Jiaxi Zhao, Eline Hermans, Kia Sepassi, Christophe Tistaert, Christel A S Bergström, Mazen Ahmad, Per Larsson
Abstract
Open AccessAqueous solubility of a compound plays a crucial role throughout various stages of drug discovery and development. Despite numerous efforts using various machine learning models, accurately estimating aqueous solubility remains a challenge. One primary limitation is the absence of a single source, large dataset of druglike compounds for model training. Additionally, studies have highlighted the need for improvements in prediction algorithms and molecular representations.
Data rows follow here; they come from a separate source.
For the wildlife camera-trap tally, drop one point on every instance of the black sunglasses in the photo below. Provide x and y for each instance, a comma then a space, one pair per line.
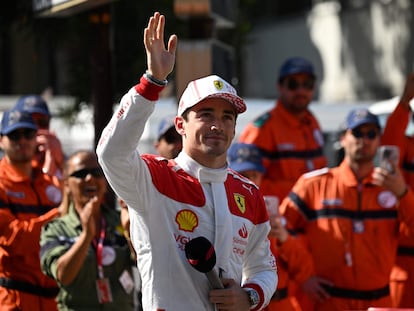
293, 84
95, 172
371, 134
18, 134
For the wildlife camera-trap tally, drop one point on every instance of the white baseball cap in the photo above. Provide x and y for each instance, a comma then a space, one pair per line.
209, 87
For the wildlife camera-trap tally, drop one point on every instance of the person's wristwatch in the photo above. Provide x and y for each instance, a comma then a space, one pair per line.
253, 295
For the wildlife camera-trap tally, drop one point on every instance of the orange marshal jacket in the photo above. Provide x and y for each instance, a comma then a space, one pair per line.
291, 147
403, 273
25, 205
351, 228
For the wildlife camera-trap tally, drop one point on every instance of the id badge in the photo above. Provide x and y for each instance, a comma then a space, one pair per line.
358, 226
103, 290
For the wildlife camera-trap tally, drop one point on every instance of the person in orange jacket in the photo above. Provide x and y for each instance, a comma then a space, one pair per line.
350, 216
292, 260
289, 135
28, 199
402, 276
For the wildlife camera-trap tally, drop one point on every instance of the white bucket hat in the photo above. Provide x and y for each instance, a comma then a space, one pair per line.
210, 87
To address these challenges, the Johnson and Johnson (J&J) in-house solubility data was leveraged. Theoretical pH-solubility equations and in-house pKa prediction tools were utilized to calculate intrinsic solubility from J&J data. A multi-task graph transformer model was developed and trained on the calculated intrinsic solubility data of 13,306 compounds along with seven relevant physicochemical properties including solubility at pH 2/7, logP, and logD at three different pHs. When evaluated making use of high-quality test data, the developed model achieved a root mean square error (RMSE) of 0.61 and coefficient of determination (R2) of 0.60, demonstrating state-of-the-art performance in estimating intrinsic solubility for drug-like compounds.